Mira a este tipo, arruinando mi sueño.
La figura encapuchada rio sombríamente.
—No hay nadie aquí para ayudarte —dijo—.
He venido a saldar una deuda.
El hombre entonces levantó su brazo, revelando una cimitarra reluciente bajo su capa antes de apuntarla directamente a la cara de Jaku.
La hoja brillaba bajo la luz de la luna, mostrando su increíble filo.
—Uno de ustedes…
Dragonborns…
venció a uno de los nuestros.
Solo he venido a demostrar que no fue por tu fuerza que ganaste, sino porque uno de nosotros era demasiado débil y fracasó.
Y estoy aquí para corregir eso.
Michael observaba esta escena desde la distancia.

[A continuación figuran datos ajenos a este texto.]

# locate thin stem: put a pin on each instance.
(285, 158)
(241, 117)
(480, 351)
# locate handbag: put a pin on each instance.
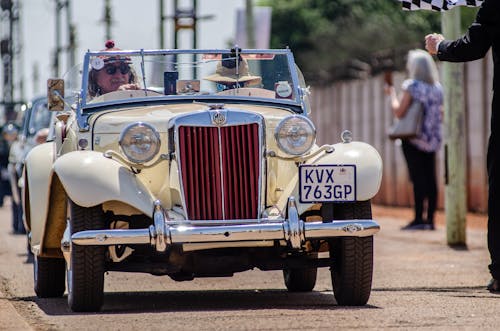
(410, 125)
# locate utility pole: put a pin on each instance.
(71, 36)
(187, 19)
(162, 24)
(250, 24)
(9, 46)
(454, 138)
(56, 65)
(108, 20)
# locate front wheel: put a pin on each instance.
(352, 257)
(48, 277)
(85, 273)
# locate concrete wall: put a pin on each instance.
(362, 107)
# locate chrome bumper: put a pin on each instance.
(162, 234)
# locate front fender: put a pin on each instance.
(38, 175)
(367, 161)
(90, 179)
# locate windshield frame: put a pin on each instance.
(84, 108)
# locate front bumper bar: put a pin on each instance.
(162, 234)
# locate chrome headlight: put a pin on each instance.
(295, 135)
(140, 142)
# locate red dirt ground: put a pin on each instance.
(473, 221)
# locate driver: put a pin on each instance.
(111, 73)
(228, 75)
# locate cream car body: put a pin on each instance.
(196, 172)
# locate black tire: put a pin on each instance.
(300, 280)
(85, 274)
(17, 218)
(352, 257)
(48, 277)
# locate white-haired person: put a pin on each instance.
(420, 152)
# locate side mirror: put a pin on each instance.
(55, 94)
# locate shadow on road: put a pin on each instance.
(186, 301)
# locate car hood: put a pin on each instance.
(113, 121)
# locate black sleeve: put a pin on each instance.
(477, 40)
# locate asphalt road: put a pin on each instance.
(419, 283)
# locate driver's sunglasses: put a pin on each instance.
(111, 69)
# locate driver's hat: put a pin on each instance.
(100, 61)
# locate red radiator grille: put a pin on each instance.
(220, 175)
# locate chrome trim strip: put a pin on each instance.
(231, 233)
(291, 230)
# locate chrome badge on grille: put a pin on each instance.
(354, 227)
(218, 118)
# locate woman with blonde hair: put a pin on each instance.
(420, 152)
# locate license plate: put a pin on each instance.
(327, 183)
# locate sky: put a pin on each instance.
(135, 26)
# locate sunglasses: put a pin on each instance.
(111, 70)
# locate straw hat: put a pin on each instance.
(226, 71)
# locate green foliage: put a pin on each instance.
(335, 39)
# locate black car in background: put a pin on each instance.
(34, 130)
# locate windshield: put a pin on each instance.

—Jaku se enfrenta a Piedra Fría 2, lo que significa que es el segundo mejor soldado de su grupo.
Y Jaku ni siquiera era el único entre ellos que fue abordado por una figura encapuchada.
En la otra pantalla, Michael vio a Umisu sentada en una biblioteca tranquila y casi vacía mientras una figura encapuchada emergía de las sombras y se le acercaba lentamente.
—…oh no…
—murmuró Umisu entre dientes—.
¿Qué pasa con los libros…
van a ser destruidos…
La figura encapuchada se detuvo en seco, sorprendida cuando Umisu se dio la vuelta y miró en su dirección.
Esto sorprendió un poco al intruso antes de que riera.
—Impresionante para una demihumana —dijo la figura encapuchada—.
No esperaba mucho, pero parece que Cinco perdió por una razón.
La figura encapuchada se quitó la túnica, revelando un cabello largo y crespo que se erguía sobre su cabeza y estaba atado en forma de un gigante número ‘3’.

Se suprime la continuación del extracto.